Zum Beispiel darüber, dass es im Zusammenhang mit der Vergabe von Corona-Krediten zu Missbräuchen gekommen ist. Jetzt hätten wir doch alles daransetzen müssen, dass wir bei den Geschäftsmieten nicht wieder die gleichen Fehler machen und zu gutgläubig sind. Genauso verhält es sich mit dem geplanten Härtefonds von 20 Millionen Franken für Vermieter. Damit ist es nicht getan: Bis heute hat mir noch niemand erklären können, was ein Härtefall wäre, wie ein halbwegs vernünftiges Gesuchsverfahren für eine Auszahlung aussehen könnte oder wer diesen Fonds verwalten soll, ohne dass daraus ein Bürokratiemonster entsteht.

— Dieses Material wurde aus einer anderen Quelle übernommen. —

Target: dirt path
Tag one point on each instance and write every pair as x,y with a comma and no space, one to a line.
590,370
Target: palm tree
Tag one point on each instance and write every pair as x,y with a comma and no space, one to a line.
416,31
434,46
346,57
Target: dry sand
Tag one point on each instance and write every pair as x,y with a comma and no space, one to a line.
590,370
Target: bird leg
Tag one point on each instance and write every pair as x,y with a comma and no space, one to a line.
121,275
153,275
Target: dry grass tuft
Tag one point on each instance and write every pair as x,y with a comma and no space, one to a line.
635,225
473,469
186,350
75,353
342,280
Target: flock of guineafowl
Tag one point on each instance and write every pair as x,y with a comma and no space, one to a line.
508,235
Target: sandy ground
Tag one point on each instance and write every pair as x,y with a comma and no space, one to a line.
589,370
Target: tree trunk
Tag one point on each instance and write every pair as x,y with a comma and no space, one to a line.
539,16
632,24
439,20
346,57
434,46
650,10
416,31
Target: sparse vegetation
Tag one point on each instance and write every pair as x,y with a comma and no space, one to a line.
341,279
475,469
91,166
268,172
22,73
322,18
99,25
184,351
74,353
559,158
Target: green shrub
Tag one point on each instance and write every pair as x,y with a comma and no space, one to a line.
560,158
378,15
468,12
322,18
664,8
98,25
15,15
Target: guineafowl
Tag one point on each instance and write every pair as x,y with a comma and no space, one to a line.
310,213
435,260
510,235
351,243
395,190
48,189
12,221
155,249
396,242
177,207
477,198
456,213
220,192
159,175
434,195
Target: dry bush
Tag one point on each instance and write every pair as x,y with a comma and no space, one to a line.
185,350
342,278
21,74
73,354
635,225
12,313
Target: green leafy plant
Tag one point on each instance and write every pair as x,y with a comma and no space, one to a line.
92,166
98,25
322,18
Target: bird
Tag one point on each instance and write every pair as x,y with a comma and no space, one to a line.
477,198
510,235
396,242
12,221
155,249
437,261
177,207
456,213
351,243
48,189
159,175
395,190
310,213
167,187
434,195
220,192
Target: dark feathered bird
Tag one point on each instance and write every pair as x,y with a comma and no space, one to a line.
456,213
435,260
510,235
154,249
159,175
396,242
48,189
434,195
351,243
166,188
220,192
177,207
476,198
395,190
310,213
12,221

Wenn die Politik schon grosszügig Geld verteilt, das ihr gar nicht gehört, dann hätte sie meines Erachtens zumindest strenge Auflagen machen müssen: Sei es mit einem Dividendenverbot für das laufende Geschäftsjahr für jene, die von solchen Mieterlassen profitieren wollen. Das hätte viele Grosskonzerne davon abgehalten. Oder es hätte die Möglichkeit geschaffen werden können, dass die Mieter zuerst ihr Mietzinsdepot aufbrauchen können und sie 5 Jahre lang Zeit haben, dieses Depot wieder aufzufüllen. Doch weder National- noch Ständerat wollten von scharfen Kontrollen etwas wissen. Dabei hätten diese Hebel dazu geführt, dass das Missbrauchspotenzial massiv beschränkt worden wäre und kein Volksvermögen an Stellen verschwendet worden wäre, wo es gar keinen Schaden gab.

Unser Land ist mit vernünftigen Kompromissen, dem gegenseitigen Dialog, Anstand und dem Respekt voreinander erfolgreich geworden. Dass genau diese Tugenden jetzt plötzlich nicht mehr zählen sollen – in der grössten wirtschaftlichen Krise seit Jahrzehnten – kann ich nicht nachvollziehen. Stattdessen wurde einmal mehr mit der Giesskanne munter Geld verteilt. Ob das Geld auch gebraucht wird, kontrolliert niemand. Schade, dass wir mit dem Durchwinken der Motion die Chance vertan haben, den nationalrätlichen Vorschlag gezielt abzuändern – zum Besseren!